I happen to think that there is only one workable approach among the two. It is possible to home in on that one approach by expanding our scenario to include basic notions of distributed administration, auditing, and workflow and then re-evaluating each approach within the expanded scenario.
When I created the inheritance relation between R3 and R2, my action was subject to an access control check and, probably, a workflow and approval process. The access control check verified that I had the right to create an inheritance relation between these specific roles. The workflow and approval allowed a third party to review and approve my action. The audit system then recorded my action and its approval for later use - perhaps in an attestation report. When the other user removed the inheritance between R1 and R2, their action was similarly checked, approved, and audited.

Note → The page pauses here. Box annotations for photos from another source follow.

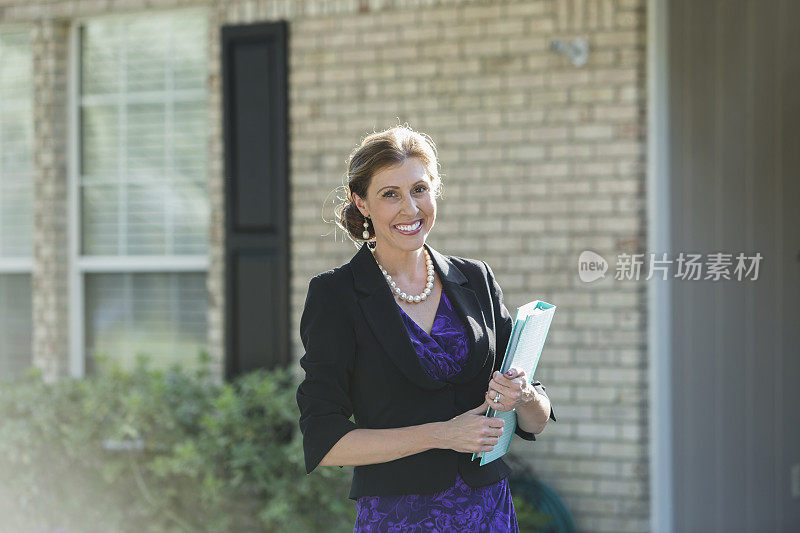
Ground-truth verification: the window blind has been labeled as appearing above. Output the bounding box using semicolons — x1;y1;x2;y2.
78;12;209;373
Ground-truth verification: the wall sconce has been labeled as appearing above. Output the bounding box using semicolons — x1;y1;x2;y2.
550;38;589;67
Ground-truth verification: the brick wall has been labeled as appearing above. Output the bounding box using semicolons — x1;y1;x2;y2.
0;0;648;531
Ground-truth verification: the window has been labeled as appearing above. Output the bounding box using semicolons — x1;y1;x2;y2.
73;11;209;373
0;28;33;379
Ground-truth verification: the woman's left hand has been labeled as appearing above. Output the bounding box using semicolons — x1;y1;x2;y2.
486;367;537;411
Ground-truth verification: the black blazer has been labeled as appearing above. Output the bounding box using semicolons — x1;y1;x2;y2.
297;243;556;500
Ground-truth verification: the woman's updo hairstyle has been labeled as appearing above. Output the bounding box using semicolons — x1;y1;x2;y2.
334;124;442;246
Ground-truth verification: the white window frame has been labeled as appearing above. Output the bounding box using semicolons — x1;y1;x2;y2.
67;7;211;378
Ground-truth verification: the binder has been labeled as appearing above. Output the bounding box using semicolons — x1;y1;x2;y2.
471;300;556;466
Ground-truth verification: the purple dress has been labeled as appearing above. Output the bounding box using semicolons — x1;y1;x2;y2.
353;291;519;533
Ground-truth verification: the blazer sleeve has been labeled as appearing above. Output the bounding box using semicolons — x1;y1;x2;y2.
483;261;556;440
297;276;358;474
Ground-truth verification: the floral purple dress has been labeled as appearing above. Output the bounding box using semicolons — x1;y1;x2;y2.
353;291;519;533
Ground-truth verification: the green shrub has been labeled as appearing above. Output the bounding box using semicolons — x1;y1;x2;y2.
0;354;355;532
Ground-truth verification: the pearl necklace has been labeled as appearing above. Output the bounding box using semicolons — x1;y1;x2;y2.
370;246;434;303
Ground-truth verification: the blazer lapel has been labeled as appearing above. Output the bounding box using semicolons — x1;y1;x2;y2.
350;243;489;390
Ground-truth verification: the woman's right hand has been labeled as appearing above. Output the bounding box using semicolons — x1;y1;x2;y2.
439;398;505;453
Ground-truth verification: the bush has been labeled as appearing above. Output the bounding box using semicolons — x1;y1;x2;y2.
0;354;355;533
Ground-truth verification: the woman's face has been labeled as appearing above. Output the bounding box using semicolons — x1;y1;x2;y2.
353;158;436;251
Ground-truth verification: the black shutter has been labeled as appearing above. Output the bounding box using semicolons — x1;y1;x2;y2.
222;21;289;379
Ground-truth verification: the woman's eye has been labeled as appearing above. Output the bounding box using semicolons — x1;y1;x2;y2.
383;185;428;198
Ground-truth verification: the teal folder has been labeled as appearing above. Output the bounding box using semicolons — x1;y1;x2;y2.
471;300;556;466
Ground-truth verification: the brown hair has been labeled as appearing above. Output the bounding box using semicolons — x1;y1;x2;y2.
335;124;442;245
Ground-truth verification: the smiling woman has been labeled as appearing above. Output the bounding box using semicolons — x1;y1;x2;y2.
297;125;555;532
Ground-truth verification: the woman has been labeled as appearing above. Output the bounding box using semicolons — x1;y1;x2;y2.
297;126;555;531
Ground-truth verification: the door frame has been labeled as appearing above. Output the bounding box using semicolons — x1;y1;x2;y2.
646;0;674;533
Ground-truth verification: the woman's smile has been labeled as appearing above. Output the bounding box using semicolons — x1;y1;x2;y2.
392;218;423;235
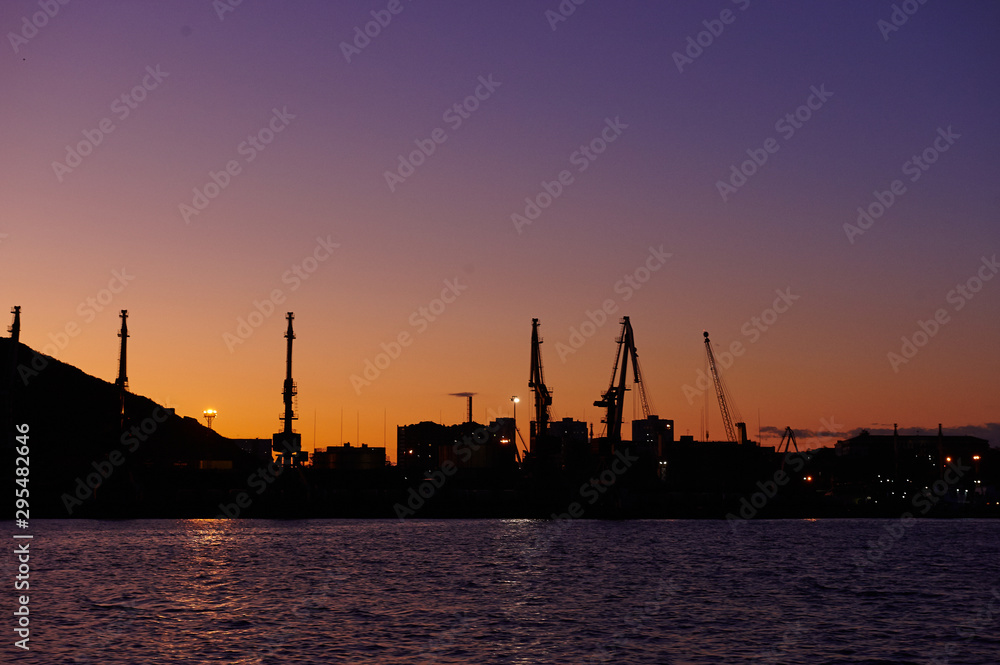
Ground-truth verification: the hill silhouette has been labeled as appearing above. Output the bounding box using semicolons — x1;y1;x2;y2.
0;338;261;518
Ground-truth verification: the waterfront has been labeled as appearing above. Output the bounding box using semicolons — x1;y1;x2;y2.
4;520;1000;665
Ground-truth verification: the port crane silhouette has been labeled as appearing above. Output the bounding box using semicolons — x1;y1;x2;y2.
704;331;747;443
594;316;650;444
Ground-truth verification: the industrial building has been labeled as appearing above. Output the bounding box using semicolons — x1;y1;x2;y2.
312;443;385;471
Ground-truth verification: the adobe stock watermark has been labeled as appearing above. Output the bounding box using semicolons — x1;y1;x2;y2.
212;0;243;22
715;84;833;201
886;254;1000;374
510;115;628;235
844;125;962;245
543;0;587;32
681;286;802;405
177;106;295;224
222;235;340;353
52;65;170;182
384;74;502;193
17;268;135;385
672;0;750;74
340;0;411;64
350;277;469;395
875;0;927;42
556;245;673;363
7;0;69;54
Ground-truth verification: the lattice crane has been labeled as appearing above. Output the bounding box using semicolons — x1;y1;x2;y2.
705;332;745;443
594;316;650;442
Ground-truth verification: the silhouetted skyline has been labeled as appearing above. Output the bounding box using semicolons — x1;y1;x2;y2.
0;0;1000;460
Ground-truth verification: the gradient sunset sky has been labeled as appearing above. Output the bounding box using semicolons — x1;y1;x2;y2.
0;0;1000;456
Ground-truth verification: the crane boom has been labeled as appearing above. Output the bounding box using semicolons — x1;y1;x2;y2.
528;319;552;442
705;332;739;443
594;316;650;441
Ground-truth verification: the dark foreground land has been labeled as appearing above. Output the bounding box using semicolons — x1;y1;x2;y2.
0;338;1000;519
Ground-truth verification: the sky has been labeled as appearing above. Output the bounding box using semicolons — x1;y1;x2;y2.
0;0;1000;457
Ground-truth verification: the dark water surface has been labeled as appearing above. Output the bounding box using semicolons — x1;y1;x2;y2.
7;520;1000;665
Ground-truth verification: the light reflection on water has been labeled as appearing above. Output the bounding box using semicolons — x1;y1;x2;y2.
13;520;1000;665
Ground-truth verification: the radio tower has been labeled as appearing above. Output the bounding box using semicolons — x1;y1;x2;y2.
0;305;21;446
272;312;305;468
115;309;128;430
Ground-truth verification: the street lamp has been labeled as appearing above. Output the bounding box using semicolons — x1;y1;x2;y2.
510;395;521;436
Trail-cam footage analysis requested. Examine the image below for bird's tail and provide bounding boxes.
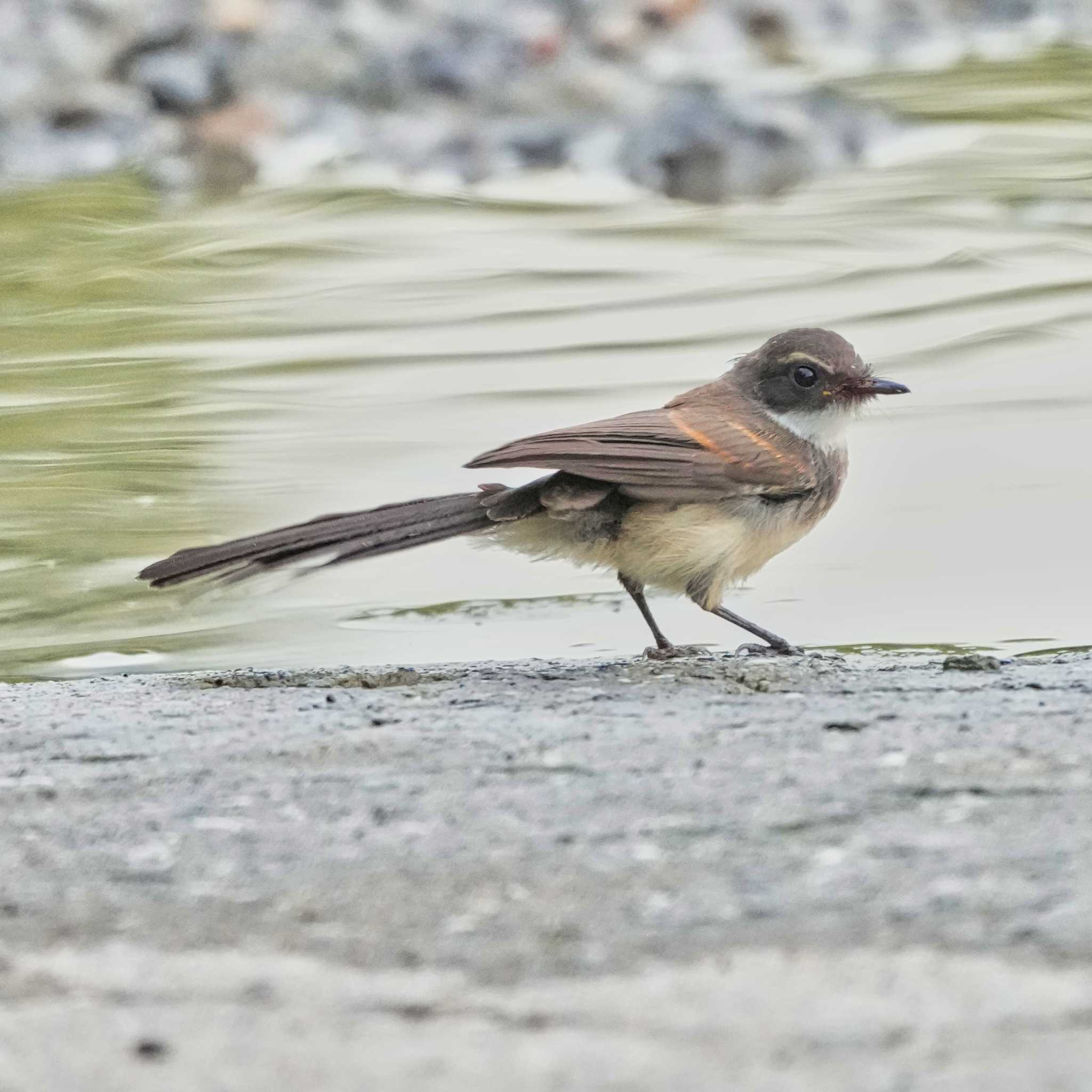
[140,487,499,588]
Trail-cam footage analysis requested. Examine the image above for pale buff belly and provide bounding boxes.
[488,499,815,606]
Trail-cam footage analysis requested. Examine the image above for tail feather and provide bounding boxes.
[140,493,494,588]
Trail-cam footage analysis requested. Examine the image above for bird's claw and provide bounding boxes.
[644,644,709,660]
[735,641,807,656]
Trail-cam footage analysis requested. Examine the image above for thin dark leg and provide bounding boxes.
[618,572,675,652]
[696,600,802,655]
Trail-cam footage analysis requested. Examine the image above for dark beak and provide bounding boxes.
[861,379,910,394]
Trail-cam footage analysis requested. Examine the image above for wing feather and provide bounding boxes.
[466,405,816,502]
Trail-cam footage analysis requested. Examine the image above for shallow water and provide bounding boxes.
[6,52,1092,677]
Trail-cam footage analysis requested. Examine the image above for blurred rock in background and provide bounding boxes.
[0,0,1092,203]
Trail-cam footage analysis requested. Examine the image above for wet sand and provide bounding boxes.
[0,655,1092,1092]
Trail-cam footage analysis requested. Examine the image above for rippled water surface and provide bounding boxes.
[6,53,1092,677]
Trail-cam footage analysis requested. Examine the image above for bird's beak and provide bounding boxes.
[860,379,910,394]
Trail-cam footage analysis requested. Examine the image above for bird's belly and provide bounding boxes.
[619,500,808,606]
[491,498,812,604]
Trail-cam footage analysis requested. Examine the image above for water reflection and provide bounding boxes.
[0,54,1092,676]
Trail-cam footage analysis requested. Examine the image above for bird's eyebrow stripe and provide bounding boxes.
[781,349,830,371]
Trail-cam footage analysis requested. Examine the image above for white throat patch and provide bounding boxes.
[770,407,854,450]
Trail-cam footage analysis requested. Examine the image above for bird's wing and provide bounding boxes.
[466,404,816,502]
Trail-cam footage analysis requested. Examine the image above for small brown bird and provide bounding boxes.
[140,328,908,659]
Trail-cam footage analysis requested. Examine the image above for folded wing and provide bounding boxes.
[466,406,816,503]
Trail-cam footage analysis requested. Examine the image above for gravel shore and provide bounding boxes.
[0,654,1092,1092]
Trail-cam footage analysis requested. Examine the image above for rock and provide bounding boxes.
[119,39,235,117]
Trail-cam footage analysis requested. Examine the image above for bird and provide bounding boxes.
[139,327,909,660]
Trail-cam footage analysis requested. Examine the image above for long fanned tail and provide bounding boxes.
[140,491,495,588]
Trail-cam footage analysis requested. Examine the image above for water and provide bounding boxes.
[0,51,1092,678]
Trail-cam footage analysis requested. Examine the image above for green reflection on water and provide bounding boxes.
[0,177,239,676]
[0,50,1092,677]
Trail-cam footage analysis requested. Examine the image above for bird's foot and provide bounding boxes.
[644,644,709,660]
[735,641,807,656]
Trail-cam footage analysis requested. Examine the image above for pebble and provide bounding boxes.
[0,0,1079,204]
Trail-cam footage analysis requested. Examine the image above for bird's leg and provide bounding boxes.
[695,599,804,656]
[618,572,705,660]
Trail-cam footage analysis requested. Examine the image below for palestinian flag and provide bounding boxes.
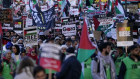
[78,20,96,62]
[115,0,125,16]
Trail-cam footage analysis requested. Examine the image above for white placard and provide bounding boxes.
[62,24,76,36]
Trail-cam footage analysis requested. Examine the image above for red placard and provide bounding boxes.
[40,57,61,71]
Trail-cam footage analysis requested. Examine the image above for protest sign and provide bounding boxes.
[54,23,62,35]
[0,9,13,23]
[111,28,117,39]
[97,18,114,31]
[93,31,102,41]
[13,21,23,34]
[62,24,76,36]
[2,23,13,30]
[26,18,33,27]
[40,43,61,71]
[117,21,133,46]
[24,26,38,45]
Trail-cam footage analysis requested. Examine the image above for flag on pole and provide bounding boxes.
[77,20,96,62]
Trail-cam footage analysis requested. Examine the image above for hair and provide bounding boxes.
[13,45,20,55]
[33,66,45,77]
[99,42,111,52]
[16,56,35,75]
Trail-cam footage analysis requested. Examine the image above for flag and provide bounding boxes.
[77,20,96,62]
[93,17,100,30]
[30,0,55,30]
[61,0,70,17]
[115,0,125,16]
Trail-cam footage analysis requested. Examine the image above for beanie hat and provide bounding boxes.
[66,47,74,53]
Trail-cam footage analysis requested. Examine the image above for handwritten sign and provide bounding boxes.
[0,9,13,23]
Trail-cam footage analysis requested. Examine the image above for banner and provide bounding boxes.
[39,44,61,71]
[62,24,76,36]
[2,23,13,30]
[32,7,55,30]
[117,21,133,46]
[24,26,38,45]
[97,18,114,31]
[0,9,13,23]
[54,23,62,35]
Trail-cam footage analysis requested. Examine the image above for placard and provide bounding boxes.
[0,9,13,23]
[40,43,61,71]
[62,24,76,36]
[24,26,38,45]
[117,21,133,46]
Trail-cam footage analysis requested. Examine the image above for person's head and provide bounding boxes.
[99,42,111,55]
[66,47,75,54]
[16,56,35,74]
[128,45,140,57]
[12,45,20,55]
[66,38,72,47]
[4,50,11,60]
[11,36,17,43]
[33,66,46,79]
[61,45,68,53]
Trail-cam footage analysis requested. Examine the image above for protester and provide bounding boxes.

These access checks, approvals, and audit records are why Approach Two, which preserves implied inheritance, won't work in practice. If, as described for Approach Two, all 111 permissions are retained in R3 after the change by automatically creating a new inheritance relation between R3 and R1, whose authorization was checked when the relation was created? In the audit record, who is recorded as having created the relation and who as having approved it? If the “system” did the work then we have a definite lack of accountability. If the person who removed the inheritance relation between R1 and R2 did it, then giving the user the right to remove inheritance relations also gives them the right to create new relations between sometimes wildly unrelated roles – clearly undesirable. My conclusion is that an approach that preserves implied inheritance relations, while appealing, untenable in our distributed, workflow-centric, audited world.
If the second approach is unworkable, then that leaves the first. Fortunately, access control, audit, and workflow do not cause unintended consequences with this approach given it’s symmetry. Unfortunately, there are still those undesirable consequences – such as the fact that someone who removes an inheritance relation between two roles can cause dramatic changes to the permissions authorized for other roles that the person probably could not edit directly. These behaviors do not appear to be unworkable, but they do deserve further discussion – just not today.
There are also two other “alternative” approaches that have not previously been discussed in the industry, one of which just might work. Unfortunately, I’m out of time and will have to leave that discussion for another day. I’d also like to explore the case for separating Permission inheritance from user inheritance.
Q: What are your thoughts on role hierarchies in general and this topic specifically?